Home

Awesome

Uni-paint: A Unified Framework for Multimodal Image Inpainting with Pretrained Diffusion Model

Shiyuan Yang<sup>1</sup>, Xiaodong Chen<sup>2</sup>, Jing Liao<sup>1</sup>*.

<sup>1</sup> City University of Hong Kong, Hong Kong SAR. <sup>2</sup> Tianjin University, China.

[Paper Link] . Supplementary materials can be found in Arxiv version.

Abstract

Recently, text-to-image denoising diffusion probabilistic models (DDPMs) have demonstrated impressive image generation capabilities and have also been successfully applied to image inpainting. However, in practice, users often require more control over the inpainting process beyond textual guidance, especially when they want to composite objects with customized appearance, color, shape, and layout. Unfortunately, existing diffusion-based inpainting methods are limited to single-modal guidance and require task-specific training, hindering their cross-modal scalability. To address these limitations, we propose Uni-paint, a unified framework for multimodal inpainting that offers various modes of guidance, including unconditional, text-driven, stroke-driven, exemplar-driven inpainting, as well as a combination of these modes. Furthermore, our Uni-paint is based on pretrained Stable Diffusion and does not require task-specific training on specific datasets, enabling few-shot generalizability to customized images. We have conducted extensive qualitative and quantitative evaluations that show our approach achieves comparable results to existing single-modal methods while offering multimodal inpainting capabilities not available in other methods.

Setup

Conda enviromnet

conda env create -f environment.yaml
conda activate ldm

Model

Download pretrained Stable Diffusion v1.4 from here and place it at ckpt/sd-v1-4-full-ema.ckpt.

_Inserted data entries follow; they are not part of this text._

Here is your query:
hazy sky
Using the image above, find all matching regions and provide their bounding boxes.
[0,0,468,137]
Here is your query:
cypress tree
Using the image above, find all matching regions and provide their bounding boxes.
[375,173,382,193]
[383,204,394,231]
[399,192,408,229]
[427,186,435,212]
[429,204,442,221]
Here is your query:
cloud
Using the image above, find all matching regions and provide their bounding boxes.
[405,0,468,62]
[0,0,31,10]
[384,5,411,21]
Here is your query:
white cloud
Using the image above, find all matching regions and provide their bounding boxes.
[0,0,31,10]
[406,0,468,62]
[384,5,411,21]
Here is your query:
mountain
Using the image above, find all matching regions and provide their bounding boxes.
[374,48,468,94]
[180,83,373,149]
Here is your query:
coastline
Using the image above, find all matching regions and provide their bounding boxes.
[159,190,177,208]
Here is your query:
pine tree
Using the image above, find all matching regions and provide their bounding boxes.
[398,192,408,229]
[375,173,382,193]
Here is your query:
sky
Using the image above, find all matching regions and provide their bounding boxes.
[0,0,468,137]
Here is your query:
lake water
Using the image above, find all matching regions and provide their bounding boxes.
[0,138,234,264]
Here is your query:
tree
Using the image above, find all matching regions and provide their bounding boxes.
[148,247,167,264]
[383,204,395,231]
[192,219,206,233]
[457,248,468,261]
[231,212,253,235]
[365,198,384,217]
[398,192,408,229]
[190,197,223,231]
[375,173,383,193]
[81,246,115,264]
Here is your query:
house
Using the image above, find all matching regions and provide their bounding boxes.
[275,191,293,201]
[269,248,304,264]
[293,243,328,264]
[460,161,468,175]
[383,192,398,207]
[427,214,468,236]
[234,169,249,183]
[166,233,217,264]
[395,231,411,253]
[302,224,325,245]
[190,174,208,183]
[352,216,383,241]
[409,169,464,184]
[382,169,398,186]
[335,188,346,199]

Please refer to official SD repo for more details.

CLIP text embedding

Download pre-computed CLIP text embedding (see paper Eq.6 for explanation) from onedrive and place it at ckpt/clip_emb_normalized(49407x768).pth. Or you can skip downloading now, the code also will generate this file if it's not found, this process may take several mintues.

Usage

Python notebook

Gradio demo

We also made an interactive gradio demo for convenient use. Here are the step-by-step guidelines:

  1. Launch the demo script gradio_demo/demo.py.

  2. By default, go to http://127.0.0.1:7860/ in your browser, the demo should be displayed there. If you are runing the model on a server, you may forward the demo to your local pc browser by using the command ssh username@xxx.xxx.xxx.xxx -p 22 -L 7860:localhost:7860.

  3. Input image: at the left-top section, provide the input image and draw the mask area.

  4. [Optional] Exemplar image: In second column, provide an exemplar image and check the box Enable exemplar.

  5. Initialize: Click Initialize button (this will setup the model and prepare your inputs).

  6. Finetune: Click Finetune button to launch the finetuning on your inputs. Please wait until finetuning is finished (which takes ~1 minute, you will see button changes from Finetuning... back to Finetune when it's done).

  7. Inference:

    • Unconditional inpainting: make sure to uncheck all the boxes in the top row (i.e., Enable text, Enable exemplar, Enable stroke ), then click Inference button.

    • Text inpainting: In Text condition section (3rd column), first check the box Enable text, and input your text prompt, then click Inference button.

    • Exemplar inpainting: In Exemplar condition section (2nd column), check the box Enable exemplar, then click Inference button.

    • Stroke inpainting: In Stroke condition section (last column), first check the box Enable stroke, then you will see the masked input being displayed below, use the color brush tool to draw the color stroke within the black masked area. Or you can upload your own stroke image (the background needs to be black). Finally click Inference button.

    • Mixed inpainting: for example, to perform text + stroke inpainting, check both Enable text and Enable stroke boxe, uncheck Enable exemplar box, input your text prompt and draw the color stroke, then click Inference button.

      Note: you can adjust the stroke blending timestep slide bar to adjust the realism-faithfulness trade-off (larger value leads to more realistic but less aligned result).

  8. Outputs: The generated results will be shown at bottom row.

Other notes:

Citation

@inproceedings{unipaint,
author = {Yang, Shiyuan and Chen, Xiaodong and Liao, Jing},
title = {Uni-Paint: A Unified Framework for Multimodal Image Inpainting with Pretrained Diffusion Model},
year = {2023},
isbn = {9798400701085},
publisher = {Association for Computing Machinery},
address = {New York, NY, USA},
doi = {10.1145/3581783.3612200},
booktitle = {Proceedings of the 31st ACM International Conference on Multimedia},
pages = {3190–3199},
location = {Ottawa ON, Canada},
series = {MM '23}
}

Acknowledgment

The code is built based on LDM and Textual Inversion.